SEM Development

October 4, 2008

Playing around with Ruby and Digg

Filed under: Tips & Tricks — Bob @ 7:07 pm

“The Google Cache” blog is on my RSS list and an interesting post about Digg SEO came up recently.

It details a way to make yourself known to other diggers that happen to be powerusers, thus opening the door to get your stories dug. It seemed pretty easy to code up and I’ve been playing with ruby lately so I thought it’d be fun to solve the first half of the tedium; finding the top diggers.

This code is my very quick reply. It uses John Wulff’s digg-ruby library:

Finding this library was the best part of this little exercise. It includes some incredible meta-programming.

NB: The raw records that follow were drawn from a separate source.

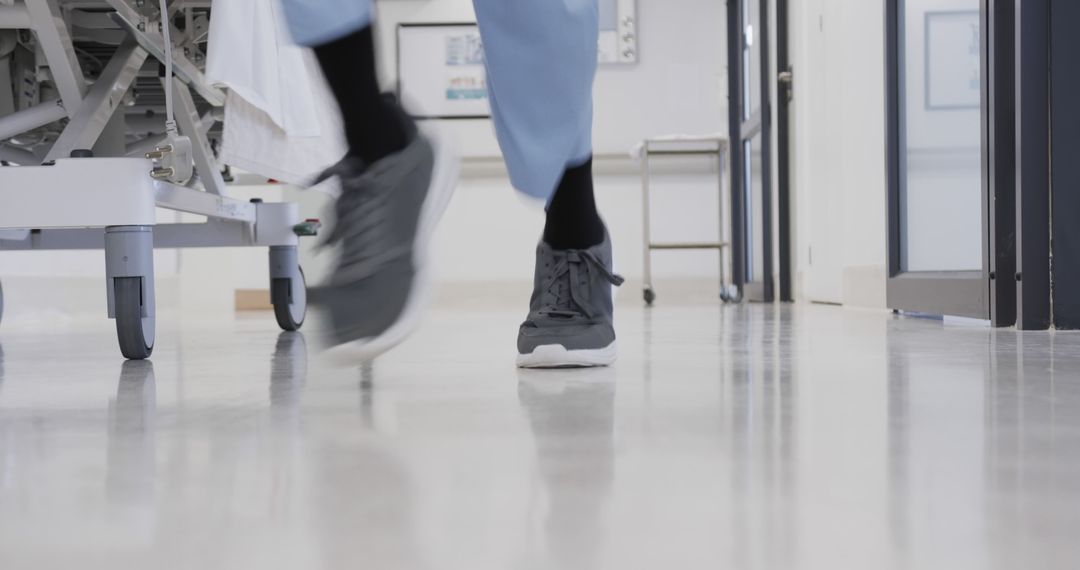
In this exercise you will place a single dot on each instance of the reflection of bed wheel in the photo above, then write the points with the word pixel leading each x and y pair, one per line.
pixel 731 295
pixel 289 298
pixel 134 330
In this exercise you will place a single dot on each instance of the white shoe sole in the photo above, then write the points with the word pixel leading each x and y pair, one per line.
pixel 444 180
pixel 557 356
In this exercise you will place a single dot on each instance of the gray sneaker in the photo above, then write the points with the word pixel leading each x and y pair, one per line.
pixel 385 219
pixel 570 313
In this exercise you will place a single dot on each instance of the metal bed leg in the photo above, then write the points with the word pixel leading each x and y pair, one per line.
pixel 649 293
pixel 129 272
pixel 288 290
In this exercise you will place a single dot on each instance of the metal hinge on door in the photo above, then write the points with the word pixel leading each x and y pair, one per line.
pixel 786 80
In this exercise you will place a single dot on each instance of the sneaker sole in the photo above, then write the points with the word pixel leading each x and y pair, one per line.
pixel 444 180
pixel 557 356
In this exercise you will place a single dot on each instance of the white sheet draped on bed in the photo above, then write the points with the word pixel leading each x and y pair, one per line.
pixel 281 120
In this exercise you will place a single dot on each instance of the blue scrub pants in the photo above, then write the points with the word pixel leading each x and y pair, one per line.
pixel 541 60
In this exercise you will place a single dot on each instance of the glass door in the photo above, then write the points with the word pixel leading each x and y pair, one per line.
pixel 939 95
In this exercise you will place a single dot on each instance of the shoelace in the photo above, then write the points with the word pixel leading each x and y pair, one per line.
pixel 567 275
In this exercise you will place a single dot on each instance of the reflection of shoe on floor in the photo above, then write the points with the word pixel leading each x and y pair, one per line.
pixel 386 216
pixel 570 313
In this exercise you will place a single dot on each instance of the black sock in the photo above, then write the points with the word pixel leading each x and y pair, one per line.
pixel 572 220
pixel 373 123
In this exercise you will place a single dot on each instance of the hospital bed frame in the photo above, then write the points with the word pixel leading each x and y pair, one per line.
pixel 71 199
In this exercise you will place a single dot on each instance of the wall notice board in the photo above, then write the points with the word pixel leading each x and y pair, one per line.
pixel 441 65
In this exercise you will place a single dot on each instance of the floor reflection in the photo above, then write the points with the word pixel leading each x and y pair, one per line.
pixel 983 439
pixel 288 374
pixel 761 418
pixel 571 415
pixel 131 448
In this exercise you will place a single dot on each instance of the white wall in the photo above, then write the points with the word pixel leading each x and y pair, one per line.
pixel 838 55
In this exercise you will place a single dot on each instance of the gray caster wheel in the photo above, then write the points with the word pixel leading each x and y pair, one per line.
pixel 129 267
pixel 289 298
pixel 288 290
pixel 729 297
pixel 134 330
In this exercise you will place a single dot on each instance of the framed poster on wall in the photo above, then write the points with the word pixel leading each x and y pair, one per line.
pixel 441 65
pixel 441 71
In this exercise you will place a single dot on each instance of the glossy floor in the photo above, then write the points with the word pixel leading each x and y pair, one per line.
pixel 738 437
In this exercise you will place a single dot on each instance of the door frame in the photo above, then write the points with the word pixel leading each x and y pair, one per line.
pixel 957 293
pixel 740 132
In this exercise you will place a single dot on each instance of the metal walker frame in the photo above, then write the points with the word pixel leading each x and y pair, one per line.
pixel 685 147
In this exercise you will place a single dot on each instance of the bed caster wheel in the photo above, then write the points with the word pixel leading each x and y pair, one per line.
pixel 129 268
pixel 289 298
pixel 134 330
pixel 288 289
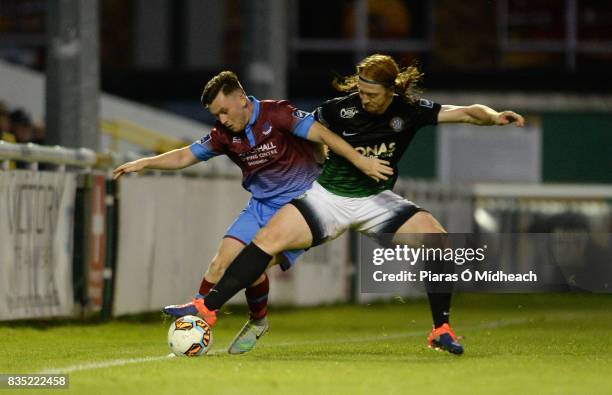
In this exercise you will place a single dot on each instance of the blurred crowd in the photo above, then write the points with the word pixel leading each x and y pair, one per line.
pixel 16 126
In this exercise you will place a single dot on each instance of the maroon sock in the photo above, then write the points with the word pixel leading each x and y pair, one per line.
pixel 205 287
pixel 257 299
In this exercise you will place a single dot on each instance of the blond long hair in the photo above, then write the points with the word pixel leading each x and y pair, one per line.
pixel 383 70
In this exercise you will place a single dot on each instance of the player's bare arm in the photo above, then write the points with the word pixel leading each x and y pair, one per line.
pixel 374 168
pixel 171 160
pixel 479 114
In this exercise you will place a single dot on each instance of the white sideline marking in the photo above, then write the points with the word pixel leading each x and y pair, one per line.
pixel 128 361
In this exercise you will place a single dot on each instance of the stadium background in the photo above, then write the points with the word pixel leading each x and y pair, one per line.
pixel 113 80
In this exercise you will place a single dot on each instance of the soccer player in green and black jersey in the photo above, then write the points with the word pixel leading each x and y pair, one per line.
pixel 379 117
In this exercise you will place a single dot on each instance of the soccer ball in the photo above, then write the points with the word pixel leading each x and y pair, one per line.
pixel 189 336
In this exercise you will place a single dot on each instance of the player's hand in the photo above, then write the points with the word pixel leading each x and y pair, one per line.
pixel 375 168
pixel 130 167
pixel 508 117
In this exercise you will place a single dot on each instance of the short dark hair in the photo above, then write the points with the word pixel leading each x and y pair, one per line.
pixel 225 81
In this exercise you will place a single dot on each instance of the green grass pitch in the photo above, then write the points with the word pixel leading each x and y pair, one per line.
pixel 515 344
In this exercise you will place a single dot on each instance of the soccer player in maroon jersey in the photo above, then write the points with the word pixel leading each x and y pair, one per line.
pixel 274 144
pixel 380 115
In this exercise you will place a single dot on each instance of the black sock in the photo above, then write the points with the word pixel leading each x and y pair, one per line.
pixel 440 307
pixel 242 272
pixel 439 293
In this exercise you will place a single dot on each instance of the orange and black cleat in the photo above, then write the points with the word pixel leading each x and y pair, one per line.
pixel 443 338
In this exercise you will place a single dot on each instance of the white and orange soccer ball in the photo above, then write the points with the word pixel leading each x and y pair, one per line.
pixel 189 336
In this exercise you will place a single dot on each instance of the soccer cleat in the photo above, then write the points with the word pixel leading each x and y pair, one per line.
pixel 246 339
pixel 443 338
pixel 195 307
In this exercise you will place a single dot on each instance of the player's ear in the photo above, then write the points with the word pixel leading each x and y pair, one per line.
pixel 243 98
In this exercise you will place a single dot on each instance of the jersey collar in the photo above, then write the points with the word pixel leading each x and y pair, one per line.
pixel 248 131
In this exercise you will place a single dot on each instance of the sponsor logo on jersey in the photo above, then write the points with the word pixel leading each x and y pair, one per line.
pixel 348 112
pixel 260 154
pixel 396 124
pixel 379 150
pixel 300 114
pixel 425 103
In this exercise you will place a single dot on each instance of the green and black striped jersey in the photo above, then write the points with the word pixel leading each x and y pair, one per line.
pixel 385 136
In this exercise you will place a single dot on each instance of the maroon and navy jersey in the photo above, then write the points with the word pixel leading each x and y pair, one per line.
pixel 276 160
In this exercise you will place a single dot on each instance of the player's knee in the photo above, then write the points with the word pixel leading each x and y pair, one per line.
pixel 268 240
pixel 216 269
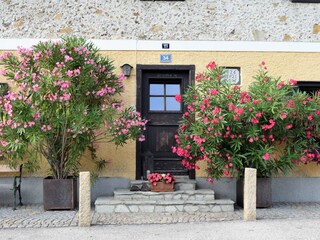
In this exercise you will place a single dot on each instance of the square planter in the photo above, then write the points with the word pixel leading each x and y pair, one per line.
pixel 264 192
pixel 163 187
pixel 59 193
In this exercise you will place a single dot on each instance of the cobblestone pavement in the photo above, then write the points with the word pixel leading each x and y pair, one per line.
pixel 33 216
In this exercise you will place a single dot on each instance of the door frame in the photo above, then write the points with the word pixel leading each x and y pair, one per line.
pixel 140 70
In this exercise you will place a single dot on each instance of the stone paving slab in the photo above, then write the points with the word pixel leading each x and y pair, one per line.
pixel 33 216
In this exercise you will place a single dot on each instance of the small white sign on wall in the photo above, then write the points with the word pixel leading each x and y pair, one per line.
pixel 231 75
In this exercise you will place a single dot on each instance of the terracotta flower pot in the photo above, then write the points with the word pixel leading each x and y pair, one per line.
pixel 163 187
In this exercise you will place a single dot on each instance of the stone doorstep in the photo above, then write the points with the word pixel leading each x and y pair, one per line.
pixel 201 194
pixel 110 205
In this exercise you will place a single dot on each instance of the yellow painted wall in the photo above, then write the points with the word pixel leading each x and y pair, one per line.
pixel 298 66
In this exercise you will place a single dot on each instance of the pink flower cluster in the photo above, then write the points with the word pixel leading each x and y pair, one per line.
pixel 231 129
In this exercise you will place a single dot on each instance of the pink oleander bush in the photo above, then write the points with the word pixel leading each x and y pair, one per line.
pixel 271 127
pixel 65 101
pixel 167 178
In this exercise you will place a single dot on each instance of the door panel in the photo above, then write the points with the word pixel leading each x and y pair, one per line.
pixel 156 101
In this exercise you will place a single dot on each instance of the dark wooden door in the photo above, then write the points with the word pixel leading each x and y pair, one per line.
pixel 157 89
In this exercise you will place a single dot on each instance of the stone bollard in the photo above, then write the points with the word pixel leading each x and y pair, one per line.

You can either look at my small, undocumented Digg class or clone it:

git://github.com/rbriski/top-digger-tool.git

June 19, 2008

CouchDB and wrangling large amounts of data

Filed under: Python, Tips & Tricks — Bob @ 5:39 pm

CouchDB is a new toy I’ve been playing with recently. It’s a document database that lends itself to semi-structured data. I’ve been using it for storing report data. Report data goes so well with CouchDB because it’s usually structured but the schema is fluid. To be clearer, the structure of reporting data changes frequently, especially during the development of an application. To use an example from my primary field of work, say a client wants to track impressions and clicks by keyword. No problem, the document schema would look something like this:

{
  date: 1211612400
  keyword: nascar
  impressions: 450
  clicks: 121
}

Excellent, we have data for one keyword during one day. We can create documents for each keyword during each day and then perform a roll up of data for any time period using CouchDB’s “views”. Views allow you to create an index on any or all of the attributes of a document. The most obvious view for this type of document would be one with the keyword and date as the key. To create a view, CouchDB takes a map function written in javascript. For the view I just described, the map function would look like this:

function (doc) {
  if(doc.keyword && doc.date) {
    emit([doc.keyword, doc.date], doc);
  }
}

This function will return all documents sorted by the keyword and date. Documents are just a series of key/value pairs, so you can easily write a reduce function to get total amounts of impressions and clicks for any date period. Christopher Lenz has written an incredible Python API for interfacing with CouchDB. I’ll include a little code to show how I’d take a keyword and find total clicks for a time period:

server = couchdb.Server('http://myserver.com:5984')
db = server['mydb']
 
#Assume I’ve created a view entitled “by_keyword”
rKeyword = db.view(’_view/myviews/by_keyword’)
 
#The library treats all documents as one big array. Great use
#of Pythonic concepts
docs = rKeyword[[startDate, 'nascar']:[endDate, 'nascar']]
clicks = reduce(lambda x, y: x+y.value['clicks'], docs)
print clicks

I’ve done some handwaving around the date stuff. I store dates as seconds since the epoch in CouchDB because they’re easier to sort on. I have a sneaking suspicion that I could actually save them as javascript date objects, but I’ve never tried it.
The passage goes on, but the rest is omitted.